= John Brinsley the Younger =

English nonconforming clergyman

John Brinsley the Younger (1600 – 22 January 1665) was an English nonconforming clergyman, who was ejected in 1662.

==Life==
He was born at Ashby-de-la-Zouch, Leicestershire, son of John Brinsley the Elder. Having been taught by his father, he was admitted to Emmanuel College, Cambridge, at the age of thirteen years and a half. He attended his maternal uncle, Joseph Hall, then dean of Worcester, at the synod of Dort (1618–19), as his amanuensis.
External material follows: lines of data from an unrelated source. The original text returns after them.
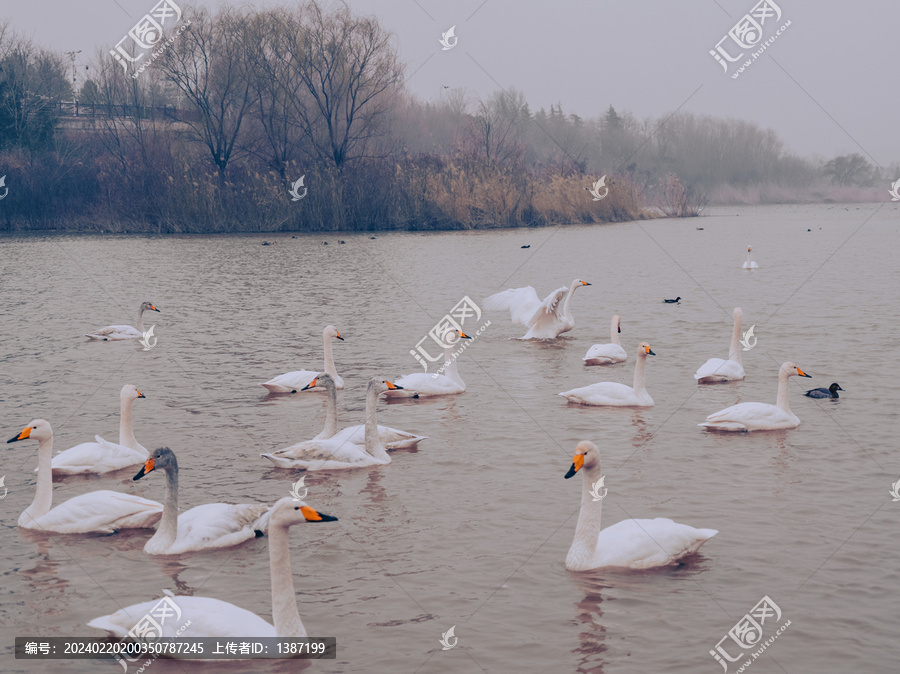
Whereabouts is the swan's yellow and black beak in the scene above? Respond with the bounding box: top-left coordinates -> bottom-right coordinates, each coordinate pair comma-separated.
564,453 -> 585,479
581,281 -> 591,286
645,345 -> 655,355
301,378 -> 318,391
335,330 -> 344,341
385,381 -> 403,390
133,458 -> 155,481
149,304 -> 160,312
797,367 -> 811,378
7,426 -> 31,443
458,331 -> 473,339
299,505 -> 338,522
617,325 -> 621,333
136,390 -> 146,399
On his return to Cambridge he was elected to a scholarship in his college, and took his degrees (B.A. 1619, M.A. 1623).

After being ordained he preached first at Preston, near Chelmsford. In 1625 he was appointed by the corporation of Great Yarmouth their minister. The dean and chapter of Norwich, claiming the right of nomination, disputed the appointment, and he was summoned before the high court of commission at Lambeth. At mid-summer 1627 dismissed from his ministerial function in Yarmouth church, by a decree in chancery, given upon a certificate made by Archbishop William Laud. He continued, however, to preach in the town, in what was then the Dutch chapel. The corporation meanwhile persevered in their struggle with the bishop and the court in his behalf, till in 1632 the king in council forbade his officiating at Yarmouth altogether, committed to prison four persons including Miles Corbet, then recorder of the town, for abetting him.

Brinsley after this exercised his pastoral duties in Lothingland, and, through the interest of Sir John Wentworth of Somerleyton Hall, was appointed to the cure of the parish of Somerleyton. In 1642 Brinsley was again chosen one of the town preachers at Yarmouth, and was one of the investigators of the 1645 witch-hunt in the town, and it is said that in 1650 he occupied the north aisle of the church with the Presbyterians, while William Bridge with the Congregationalists was in possession of the chancel, and the south aisle, with the nave, was left to the prayer book minister. Service in all these was performed simultaneously, the corporation having divided the building for the purpose in 1650.

At the Restoration and the Act of Uniformity 1662 he was ejected for refusing the terms of conformity. He died on 22 January 1665, and he was buried in St. Nicholas's Church, Yarmouth, with several others of the family.

==Works==
Brinsley published many treatises and sermons, including:

- The Healing of Israels breaches, London, 1642.
- Church Reformation tenderly handled in four sermons, London, 1643.
- The doctrine and practice of Pædo-baptisme asserted and vindicated, London, 1645.
- Stand Still; or, a Bridle for the Times, London, 1647 and 1652.
- Two Treatises: the One handling the Doctrine of Christ's Mediatorship. The other of Mystical Implantation, 2 parts, London, 1651–2.
- The Mystical Brasen Serpent, with the Magnetical Vertue thereof; or, Christ exalted upon the Cross, 2 parts, London, 1653.
- Two Treatises: I. The Saints Communion with Jesus Christ. II. Acquaintance with God, London, 1654.
- Two Treatises: I. A Groan for Israel; or, the Churches Salvation (temporall, spirituall), the desire and joy of Saints'; II. Περιφέρεια. The Spirituall Vertigo, or Turning Sickness of Soul-Unsettlednesse in matters of Religious Concernment, 2 parts, London, 1655.
- Gospel Marrow, the great God giving himself for the sons of men; or, the sacred Mystery of Redemption by Jesus Christ, with two of the ends thereof, justification and sanctification, doctrinally opened, and practically applied, 2 parts, London, 1659.